BORDEAUX: L'incendie d'une rare intensité qui a consumé 42.000 hectares en Gironde, dans le sud-ouest de la France, depuis le 22 juillet est "toujours stabilisé" mercredi matin, selon la préfecture, mais les fortes chaleurs et le vent attendus dans la journée menacent d'alimenter de nouvelles reprises des flammes.

"La nuit a été calme, le feu est ce matin toujours stabilisé avec plusieurs reprises de feu traitées rapidement cette nuit", a annoncé la préfecture de Gironde, une semaine après le début du plus gros incendie de forêt à ravager la France depuis 1949, où environ 50.000 hectares avaient été calcinés.

"La surface brûlée n'a pas évolué", a précisé la préfecture, mais les conditions météorologiques restent "défavorables" mercredi, avec des températures attendues en hausse : jusqu'à 41°C dans les terres et 38°C sur le littoral.

La Gironde et le département voisin des Landes sont placés en vigilance orange canicule à partir de midi, de quoi assécher encore une végétation prompte à s'enflammer.

Le dispositif d'avertissement français comprend quatre niveaux, de vert (pas de vigilance particulière) à rouge (vigilance absolue) en passant par jaune et orange.

Outre la chaleur, le vent risque de souffler sur les braises et alimenter de nouveau l'incendie.

Les autorités s'attendent dès le début d'après-midi à des vents d'ouest avec des rafales de 30 à 45 km/h, et un taux d'humidité en baisse. Un risque d'orages est annoncé pour jeudi.

Au regard de ces conditions météorologiques, les sapeurs-pompiers de Gironde ont alerté sur un "risque de reprise de feux extrêmement élevé" dans la journée.

La veille, elles avaient conduit à l'évacuation préventive de 4.000 touristes des campings et résidences de vacances de la station balnéaire de Lacanau, à 50 km à l'ouest de Bordeaux.
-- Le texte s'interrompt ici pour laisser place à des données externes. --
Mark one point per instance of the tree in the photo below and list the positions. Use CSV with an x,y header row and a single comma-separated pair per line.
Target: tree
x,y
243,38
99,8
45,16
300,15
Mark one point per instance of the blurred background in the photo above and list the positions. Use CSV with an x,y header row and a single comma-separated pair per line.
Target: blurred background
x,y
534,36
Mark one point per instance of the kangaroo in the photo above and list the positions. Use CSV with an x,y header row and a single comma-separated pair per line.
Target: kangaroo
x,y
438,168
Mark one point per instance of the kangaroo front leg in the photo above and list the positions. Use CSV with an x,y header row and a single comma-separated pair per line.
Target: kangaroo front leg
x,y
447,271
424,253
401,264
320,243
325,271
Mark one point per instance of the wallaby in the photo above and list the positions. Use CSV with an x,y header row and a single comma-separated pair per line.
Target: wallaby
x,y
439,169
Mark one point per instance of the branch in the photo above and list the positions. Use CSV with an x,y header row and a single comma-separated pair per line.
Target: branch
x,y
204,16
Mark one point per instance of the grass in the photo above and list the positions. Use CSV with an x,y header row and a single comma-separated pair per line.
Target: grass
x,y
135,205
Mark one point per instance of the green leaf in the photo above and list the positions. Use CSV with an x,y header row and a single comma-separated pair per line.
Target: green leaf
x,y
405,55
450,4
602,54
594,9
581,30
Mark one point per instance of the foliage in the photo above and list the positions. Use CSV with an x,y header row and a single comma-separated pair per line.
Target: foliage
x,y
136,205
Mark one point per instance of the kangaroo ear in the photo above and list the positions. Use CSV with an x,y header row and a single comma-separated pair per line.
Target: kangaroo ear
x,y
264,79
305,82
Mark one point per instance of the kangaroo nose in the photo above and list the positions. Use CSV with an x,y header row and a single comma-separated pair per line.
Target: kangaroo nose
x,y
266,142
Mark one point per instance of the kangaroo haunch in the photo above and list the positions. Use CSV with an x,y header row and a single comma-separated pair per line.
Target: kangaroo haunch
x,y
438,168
Depuis le début de cet incendie hors-norme, 222.000 personnes ont été évacuées de manière préventive dans 24 communes du secteur.

Mardi soir, 57.000 habitants de trois villes proches de Bordeaux évacués dans le week-end ont pu rentrer chez eux, a indiqué la préfète du département Sophie Brocas.

Un chantier colossal de 127 kilomètres de "coupes tactiques", quasiment achevé, vise à priver ce feu, d'origine accidentelle, de "combustible" et empêcher sa progression, selon l'association Défense de la forêt contre les incendies de la région aquitaine (DFCI).

"126 sapeurs-pompiers ont été blessés depuis le début de cet évènement", a indiqué la préfecture.

Ces derniers jours, le sud-est du pays a aussi été touché par plusieurs incendies, en Corse, dans les Hautes-Alpes et dans le Var.